On our last day we were picked up at 8am and taken to the boat. Raphael was not on our boat so we were instantly nervous. To add to this the sea was horrifically choppy. The boat kept leaving the water and slamming back in. Chelsea did not take this well, she was really nervous and for some unknown reason as she has never before got sea sick, was the first to vom over the side of the boat. A nice diving instructor came over and gave her a motion sickness tablet and said to lie on your back with your eyes closed to stop it so she did and it worked. She was ok for the rest of the hour journey. The rest of the boat however was not. Chelsea had started a vom extravaganza and loads of people then started to be sick over the sides of the boat. The worst one being someone from the top deck being sick over and it splashing next to Chelsea so she got someone else’s sick on her shoulder….. It’s safe to say she was not happy. Everyone was briefed by their instructor apart from us so Liam went to check the board and ask. Raphael was meeting us at the site as he had stayed on Cham Island so we were relieved.
Once we had arrived the sea had calmed and Raphael briefed us on the dive. We couldn't wait to get of the horrific boat and into the sea. We were diving with four other people as one of the instructors had being ill on the boat over and we were going to be diving to 15 metres. We were paired off as it is always essential you dive with a buddy in case you have any problems and in we went. The sea was very cloudy and you could only see to around 5 metres. In the shallower depth of around 5 to 7 metres it was ok but the deeper we go the harder it was to see. At one point we lost one of our group as they had not stayed together with their buddies and Raphael had to surface to find them. There were a lot of good things to see on the third dive and even though it was cloudy it was different again to our other dives. There were so many clown fish nestled in their sea corals and they came out to see what was going on. We saw lots of big barracudas and really colourful small barnacles on rocks that sucked themselves in as you swam over them, it was great.

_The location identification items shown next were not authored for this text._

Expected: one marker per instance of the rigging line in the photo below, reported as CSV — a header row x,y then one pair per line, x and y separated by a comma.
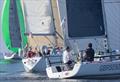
x,y
49,40
59,35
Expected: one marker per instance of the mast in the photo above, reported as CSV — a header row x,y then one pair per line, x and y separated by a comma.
x,y
106,40
55,37
43,28
58,30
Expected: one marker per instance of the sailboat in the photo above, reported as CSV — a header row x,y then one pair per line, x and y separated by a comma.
x,y
86,19
12,29
40,26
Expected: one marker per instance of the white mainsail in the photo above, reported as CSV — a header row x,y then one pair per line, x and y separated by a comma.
x,y
38,17
39,22
3,48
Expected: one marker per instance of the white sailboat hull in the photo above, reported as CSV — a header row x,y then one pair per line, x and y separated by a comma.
x,y
37,64
11,56
34,64
87,70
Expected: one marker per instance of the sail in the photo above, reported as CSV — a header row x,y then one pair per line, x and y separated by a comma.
x,y
112,10
12,26
58,29
85,18
38,17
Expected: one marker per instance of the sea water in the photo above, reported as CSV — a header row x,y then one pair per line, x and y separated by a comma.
x,y
13,71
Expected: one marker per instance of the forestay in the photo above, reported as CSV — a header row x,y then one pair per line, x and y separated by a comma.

Liam’s practice must have paid off as he didn’t have any problems with his ears.
The fourth and final dive of the course was soon after. We dove with the same group and went down to 18 metres. Down at 18 metres the visibility was less than 5 metres and extremely murky, you could see the small organisms and silt in the water as you swam. It is colder down at 18 metres and darker, a lot different to swimming around the shallower corals. We went through another cave that was enclosed and you had to make sure your buoyancy was constant so you didn’t hit the roof. As we came out of the cave we came across a big group of sardines. After diving for an hour Raphael sent the group up to the boat and we practiced our final skill. We learnt how to swim to a compass bearing and then go back under the water. We took it in turns and it was hard to control your buoyancy while you were constantly looking at your compass but we did ok.
On the boat we were really happy and the sun was shining. We went to the beach and had lunch and sat relaxing on a beautiful beach for an hour.
On the way home we went through our final exam with Raphael and got 100%, we were qualified divers!! We have to go to the office tomorrow to pay and fill in our paperwork to get our certificate, and our PADI diving card delivered.
We have enjoyed the whole experience so much and have loved every dive we have done. We picked Cham Island Diving because Chelsea was nervous and it had such good reviews on the quality of its assessors and we are glad we have done it here. It was a quiet spot to do it, rather than the packed islands of Thailand and even though the underwater world may not be as vivid we think it is a perfect place to learn. We were the only people on the course and had full support from our assessor who tried to push our limits all the time but was one hundred per cent supportive and fun.